03/04/2015  Marco Iazzolino, vice-coordinatore internazionale della Camillian Task Force, analizza la situazione attuale della zona nel Nordest del Kenya, al confine con la Somalia, dove i miliziani al-Shabaab hanno ucciso quasi 150 studenti cristiani (foto Reuters).

«I miliziani al-Shabaab hanno attaccato il college di Garissa perché ha un valore altamente simbolico: è l'ultimo avamposto di una società multireligiosa come quella del Kenya ed è un luogo dove le due religioni, cristiana e musulmana, vivevano pacificamente». A commentare il massacro degli studenti cristiani nell'ostello universitario nel Nordest del Kenya,  è Marco Iazzolino, vice-coordinatore internazionale della Camillian Task Force, organismo dell'Ordine dei camilliani impegnato negli aiuti umanitari nel mondo.  

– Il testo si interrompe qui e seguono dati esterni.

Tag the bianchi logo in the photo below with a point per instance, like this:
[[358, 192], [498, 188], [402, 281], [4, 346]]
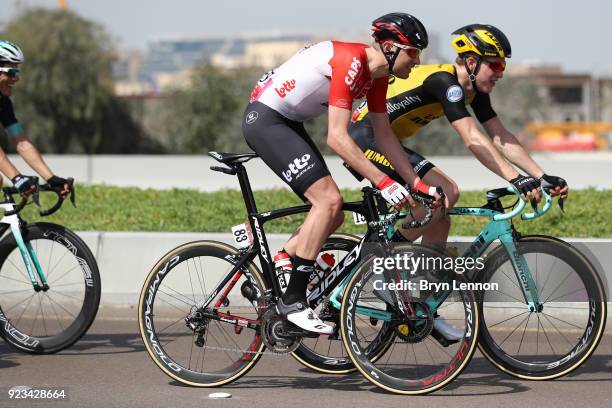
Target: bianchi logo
[[420, 165], [454, 93], [297, 168], [251, 117]]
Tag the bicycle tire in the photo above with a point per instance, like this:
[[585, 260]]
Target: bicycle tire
[[385, 373], [577, 354], [320, 359], [75, 309], [220, 256]]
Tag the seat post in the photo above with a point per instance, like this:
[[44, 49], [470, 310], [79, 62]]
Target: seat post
[[245, 186]]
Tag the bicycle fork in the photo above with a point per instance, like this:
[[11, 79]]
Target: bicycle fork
[[38, 280], [523, 274]]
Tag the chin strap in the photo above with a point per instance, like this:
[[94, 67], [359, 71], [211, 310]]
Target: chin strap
[[391, 56], [472, 74]]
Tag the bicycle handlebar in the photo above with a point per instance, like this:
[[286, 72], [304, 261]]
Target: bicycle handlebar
[[521, 206], [35, 197], [419, 197]]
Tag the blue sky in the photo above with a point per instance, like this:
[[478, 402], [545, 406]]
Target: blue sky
[[555, 32]]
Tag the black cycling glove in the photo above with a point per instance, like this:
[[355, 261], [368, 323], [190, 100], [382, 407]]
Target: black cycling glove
[[57, 182], [22, 183], [525, 184], [552, 181]]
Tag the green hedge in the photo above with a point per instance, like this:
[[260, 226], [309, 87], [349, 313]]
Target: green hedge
[[104, 208]]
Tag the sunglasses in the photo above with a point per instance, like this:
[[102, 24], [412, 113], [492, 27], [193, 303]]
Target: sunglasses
[[412, 52], [496, 66], [11, 72]]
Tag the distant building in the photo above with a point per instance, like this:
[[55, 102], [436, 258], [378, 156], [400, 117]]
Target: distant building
[[574, 97]]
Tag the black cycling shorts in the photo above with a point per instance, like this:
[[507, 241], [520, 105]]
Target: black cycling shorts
[[284, 146], [362, 134]]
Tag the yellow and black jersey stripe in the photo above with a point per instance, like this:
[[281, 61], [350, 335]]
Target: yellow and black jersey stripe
[[430, 92]]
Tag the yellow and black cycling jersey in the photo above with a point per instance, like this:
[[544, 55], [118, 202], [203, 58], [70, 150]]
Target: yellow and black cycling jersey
[[428, 93]]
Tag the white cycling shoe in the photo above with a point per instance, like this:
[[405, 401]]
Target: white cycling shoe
[[302, 316], [447, 330]]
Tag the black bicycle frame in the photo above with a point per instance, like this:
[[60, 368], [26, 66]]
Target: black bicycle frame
[[367, 208]]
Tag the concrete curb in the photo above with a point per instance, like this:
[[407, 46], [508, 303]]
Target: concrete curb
[[124, 258]]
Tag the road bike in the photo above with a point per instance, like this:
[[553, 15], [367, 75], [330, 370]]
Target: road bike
[[543, 319], [207, 311]]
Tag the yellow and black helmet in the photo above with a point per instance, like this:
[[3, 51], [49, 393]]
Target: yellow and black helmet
[[481, 40]]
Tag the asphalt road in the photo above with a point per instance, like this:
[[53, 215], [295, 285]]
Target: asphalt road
[[109, 367]]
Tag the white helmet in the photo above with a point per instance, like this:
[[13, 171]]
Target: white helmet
[[9, 52]]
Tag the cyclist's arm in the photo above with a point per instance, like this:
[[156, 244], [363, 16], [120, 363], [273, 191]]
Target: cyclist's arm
[[483, 149], [340, 141], [31, 155], [6, 167], [511, 148]]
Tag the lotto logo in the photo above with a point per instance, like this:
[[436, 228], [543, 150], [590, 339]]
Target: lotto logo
[[353, 72], [296, 167], [287, 87], [251, 117]]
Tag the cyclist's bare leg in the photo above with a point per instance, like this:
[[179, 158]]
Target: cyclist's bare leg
[[291, 246], [436, 232], [323, 218]]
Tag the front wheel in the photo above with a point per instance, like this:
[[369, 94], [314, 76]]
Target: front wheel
[[415, 363], [204, 346], [47, 321], [551, 342]]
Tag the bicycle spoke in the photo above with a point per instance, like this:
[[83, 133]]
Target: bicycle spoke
[[547, 339], [512, 332], [66, 273], [558, 331], [564, 321], [518, 352], [17, 280], [510, 318]]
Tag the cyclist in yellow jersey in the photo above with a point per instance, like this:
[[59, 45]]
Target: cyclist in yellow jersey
[[432, 91]]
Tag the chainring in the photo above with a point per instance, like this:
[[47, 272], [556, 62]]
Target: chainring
[[273, 329], [416, 329]]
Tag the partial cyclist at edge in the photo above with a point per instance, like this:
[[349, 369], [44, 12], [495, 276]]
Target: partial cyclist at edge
[[11, 57], [328, 77], [438, 90]]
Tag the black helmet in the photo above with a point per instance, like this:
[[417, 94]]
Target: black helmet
[[482, 40], [400, 27]]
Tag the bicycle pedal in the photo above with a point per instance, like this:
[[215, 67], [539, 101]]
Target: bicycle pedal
[[293, 331]]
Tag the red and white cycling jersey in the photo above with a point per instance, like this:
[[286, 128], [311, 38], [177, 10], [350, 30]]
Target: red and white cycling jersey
[[328, 73]]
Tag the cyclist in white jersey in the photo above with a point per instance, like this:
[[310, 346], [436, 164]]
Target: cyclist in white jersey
[[329, 77]]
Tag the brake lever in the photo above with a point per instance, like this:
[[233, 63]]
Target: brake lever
[[36, 198], [72, 192]]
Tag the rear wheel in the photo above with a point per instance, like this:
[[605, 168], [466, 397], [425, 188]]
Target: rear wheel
[[185, 341], [52, 319]]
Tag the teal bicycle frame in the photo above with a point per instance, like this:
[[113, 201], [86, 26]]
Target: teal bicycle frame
[[27, 252], [499, 227]]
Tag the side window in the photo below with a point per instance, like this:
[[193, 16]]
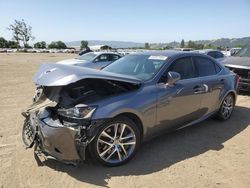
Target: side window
[[217, 68], [114, 57], [184, 66], [103, 57], [219, 55], [212, 54], [205, 66]]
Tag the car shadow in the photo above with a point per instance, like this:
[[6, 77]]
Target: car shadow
[[164, 151]]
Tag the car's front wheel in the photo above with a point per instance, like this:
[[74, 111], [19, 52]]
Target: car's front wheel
[[116, 143], [226, 107]]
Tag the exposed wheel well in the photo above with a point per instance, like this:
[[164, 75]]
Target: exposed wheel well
[[135, 119], [234, 96]]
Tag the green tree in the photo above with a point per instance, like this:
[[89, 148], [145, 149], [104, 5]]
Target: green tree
[[84, 44], [146, 46], [3, 43], [182, 43], [21, 32], [191, 44], [13, 44], [41, 45]]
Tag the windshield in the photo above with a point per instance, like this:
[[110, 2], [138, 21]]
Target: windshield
[[244, 52], [143, 67], [87, 57]]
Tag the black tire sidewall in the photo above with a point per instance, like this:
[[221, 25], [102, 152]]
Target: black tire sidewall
[[220, 114], [120, 119]]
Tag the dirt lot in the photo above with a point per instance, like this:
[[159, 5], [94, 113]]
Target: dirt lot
[[209, 154]]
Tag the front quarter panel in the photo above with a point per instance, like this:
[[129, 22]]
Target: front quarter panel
[[141, 102]]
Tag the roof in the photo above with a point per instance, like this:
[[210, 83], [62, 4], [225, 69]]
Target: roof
[[168, 53], [98, 47], [207, 50]]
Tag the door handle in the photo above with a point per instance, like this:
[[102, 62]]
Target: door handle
[[200, 89], [197, 89]]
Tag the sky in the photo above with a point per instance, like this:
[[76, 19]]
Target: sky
[[128, 20]]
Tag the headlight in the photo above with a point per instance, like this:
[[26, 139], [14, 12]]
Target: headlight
[[77, 112]]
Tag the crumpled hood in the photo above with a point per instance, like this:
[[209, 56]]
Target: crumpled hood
[[61, 75], [237, 62], [71, 61]]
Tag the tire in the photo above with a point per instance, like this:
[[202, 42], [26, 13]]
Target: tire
[[115, 149], [226, 108]]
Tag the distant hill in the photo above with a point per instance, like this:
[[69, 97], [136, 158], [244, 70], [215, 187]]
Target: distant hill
[[224, 42], [113, 44]]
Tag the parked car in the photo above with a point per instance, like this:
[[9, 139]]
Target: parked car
[[216, 54], [110, 112], [240, 64], [96, 60]]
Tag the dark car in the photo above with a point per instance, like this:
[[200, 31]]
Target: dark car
[[108, 113], [95, 60], [240, 64], [216, 54]]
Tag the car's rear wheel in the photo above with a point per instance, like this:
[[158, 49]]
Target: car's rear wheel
[[226, 107], [116, 143]]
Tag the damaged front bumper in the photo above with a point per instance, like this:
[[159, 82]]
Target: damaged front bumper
[[52, 138]]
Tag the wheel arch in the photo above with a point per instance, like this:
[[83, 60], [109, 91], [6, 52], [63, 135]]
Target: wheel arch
[[135, 119]]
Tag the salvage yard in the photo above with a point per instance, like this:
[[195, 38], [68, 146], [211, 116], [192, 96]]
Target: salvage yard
[[209, 154]]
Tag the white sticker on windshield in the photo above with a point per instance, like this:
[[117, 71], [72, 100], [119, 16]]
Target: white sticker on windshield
[[158, 57]]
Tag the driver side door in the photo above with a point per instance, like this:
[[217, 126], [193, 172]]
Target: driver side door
[[179, 105]]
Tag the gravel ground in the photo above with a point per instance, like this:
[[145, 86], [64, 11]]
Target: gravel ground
[[209, 154]]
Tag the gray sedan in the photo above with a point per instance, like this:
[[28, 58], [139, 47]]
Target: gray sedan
[[216, 54], [96, 60], [108, 113]]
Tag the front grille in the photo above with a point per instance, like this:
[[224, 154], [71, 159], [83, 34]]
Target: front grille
[[243, 73]]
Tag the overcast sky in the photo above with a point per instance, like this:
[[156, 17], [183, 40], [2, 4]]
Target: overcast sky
[[130, 20]]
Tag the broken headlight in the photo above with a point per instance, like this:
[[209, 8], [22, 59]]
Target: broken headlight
[[77, 112]]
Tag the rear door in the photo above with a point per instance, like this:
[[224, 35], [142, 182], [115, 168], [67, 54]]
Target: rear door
[[179, 105], [213, 83]]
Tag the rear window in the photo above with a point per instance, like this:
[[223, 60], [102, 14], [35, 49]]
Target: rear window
[[205, 66]]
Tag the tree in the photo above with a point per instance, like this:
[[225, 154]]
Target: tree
[[13, 44], [182, 43], [21, 32], [41, 45], [57, 45], [146, 46], [84, 44]]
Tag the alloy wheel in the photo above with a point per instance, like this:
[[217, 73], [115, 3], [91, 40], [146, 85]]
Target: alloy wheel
[[116, 143], [227, 106]]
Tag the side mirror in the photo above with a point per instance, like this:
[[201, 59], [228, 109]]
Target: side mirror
[[173, 77]]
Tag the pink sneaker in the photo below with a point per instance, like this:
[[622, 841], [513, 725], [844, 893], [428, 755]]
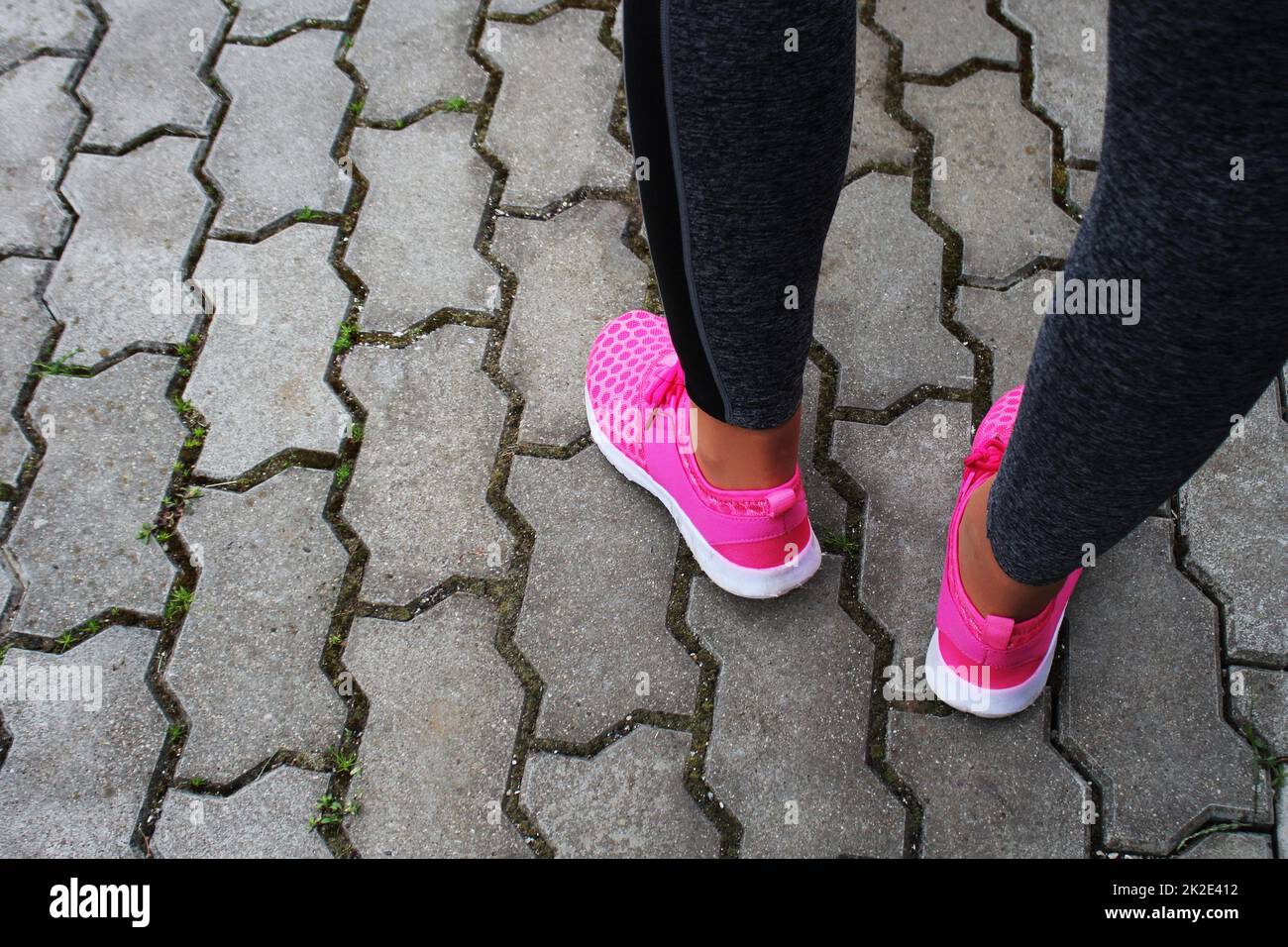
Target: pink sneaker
[[751, 543], [988, 665]]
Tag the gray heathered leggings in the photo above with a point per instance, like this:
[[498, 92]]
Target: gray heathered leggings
[[747, 144]]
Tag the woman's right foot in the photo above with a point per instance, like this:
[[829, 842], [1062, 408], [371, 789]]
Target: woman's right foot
[[751, 543], [990, 665]]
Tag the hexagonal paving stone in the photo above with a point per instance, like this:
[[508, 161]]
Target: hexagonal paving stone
[[910, 471], [419, 492], [991, 789], [997, 193], [413, 244], [875, 136], [1005, 321], [31, 155], [575, 274], [29, 27], [593, 609], [877, 308], [145, 72], [25, 326], [412, 54], [138, 217], [627, 800], [1070, 65], [1141, 699], [111, 442], [1235, 521], [268, 818], [945, 34], [246, 664], [261, 379], [789, 745], [436, 751], [552, 116], [271, 157], [75, 777]]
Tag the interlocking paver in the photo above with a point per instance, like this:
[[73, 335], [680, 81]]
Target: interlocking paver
[[413, 245], [271, 157], [1070, 65], [991, 789], [145, 72], [246, 664], [31, 155], [261, 379], [997, 187], [413, 53], [429, 442], [593, 611], [945, 34], [1235, 521], [29, 27], [262, 18], [73, 780], [111, 444], [1006, 322], [138, 217], [877, 308], [629, 800], [552, 118], [439, 735], [910, 471], [875, 136], [25, 326], [789, 744], [268, 818], [575, 274], [1141, 699]]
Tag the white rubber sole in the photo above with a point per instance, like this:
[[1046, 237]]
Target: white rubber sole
[[967, 696], [734, 579]]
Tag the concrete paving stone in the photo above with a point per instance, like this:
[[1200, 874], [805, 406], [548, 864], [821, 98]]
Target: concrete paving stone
[[111, 442], [1141, 699], [31, 154], [25, 326], [268, 818], [593, 609], [30, 26], [575, 274], [271, 157], [75, 777], [412, 54], [413, 244], [145, 71], [1231, 845], [246, 665], [626, 801], [1005, 321], [1070, 65], [789, 742], [1234, 515], [877, 307], [262, 18], [138, 217], [997, 187], [419, 491], [261, 380], [910, 471], [875, 136], [439, 736], [936, 37], [991, 789], [553, 114]]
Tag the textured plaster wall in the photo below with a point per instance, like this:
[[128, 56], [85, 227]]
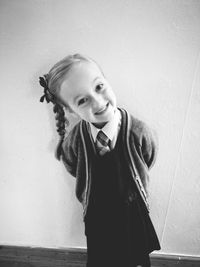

«Nella zona di Garissa e Wajir, al confine con la Somalia, ormai da settimane la tensione è molto alta: il 17 marzo cinque persone sono state uccise nel centro di Wajir dagli Shabaab, che sono molto radicati in questo territorio». In questa zona, spiega Iazzolino, la situazione di profonda crisi è determinata dalla presenza concomitante di alcuni elementi. «Primo: in questo momento il territorio è flagellato da una carestia devastante. Più ci si sposta verso il confine somalo più la mancanza di cibo e di acqua è pesante».

Un secondo elemento è il cambiamento dello scenario politico avvenuto negli ultimi anni in Kenya: «La devolution voluta dal Governo di Nairobi ha fatto sì che la zona acquistasse una sua sostanziale autonomia, ma allo stesso tempo l'ha depauperata dell'intervento degli organismi internazionali, soprattutto in campo sanitario. Va inoltre sottolineato che il movimento dei miliziani islamici integralisti al-Shabaab è molto legato al mondo giovanile, si diffonde con forza tra i giovani, facendo presa soprattutto laddove imperano povertà e ignoranza».

I cristiani ormai da mesi vivono sotto scacco, tra attacchi alle chiese, maltrattamenti, impossibilità di andare in giro da soli. «In quel territorio essere cristiano significa essere non somalo, quindi, per estensione, significa governo di Nairobi, che è contro gli Shabaab.  I cristiani non solo sono kenyoti, ma soprattutto sono militari e appartenenti alla polizia». Dunque, cristiani uguale a non somali, quindi kenyoti e insieme militari e poliziotti: un'equazione esplosiva. 

 «Va inoltre ricordata», aggiunge Iazzolino, «la decisione di alcune settimane fa da parte del Governo di chiudere le frontiere con la Somalia: in realtà il transito libero già non era ammesso. Ma le autorità hanno iniziato a bloccare i camion che trasportavano prodotti come la canna da zucchero in arrivo dalla Somalia». Questo significa blocco dei rapporti economici che, in un momento di grave carestia, risulta deleterio. 

Iazzolino è rientrato da Wajir solo pochi giorni fa.Una breve pausa in Italia, prima di una nuova missione africana, stavolta in Sierra Leone.
«E' molto importante che si parli della zona di Garissa e Wajir», conclude Iazzolino, «fare luce su questo territorio, perché
rappresenta una delle culle dei movimenti migratori che, attraverso la Libia e il Mediterraneo, arrivano da noi. La crisi che si sta consumando oggi in quella terra produce i migranti di domani».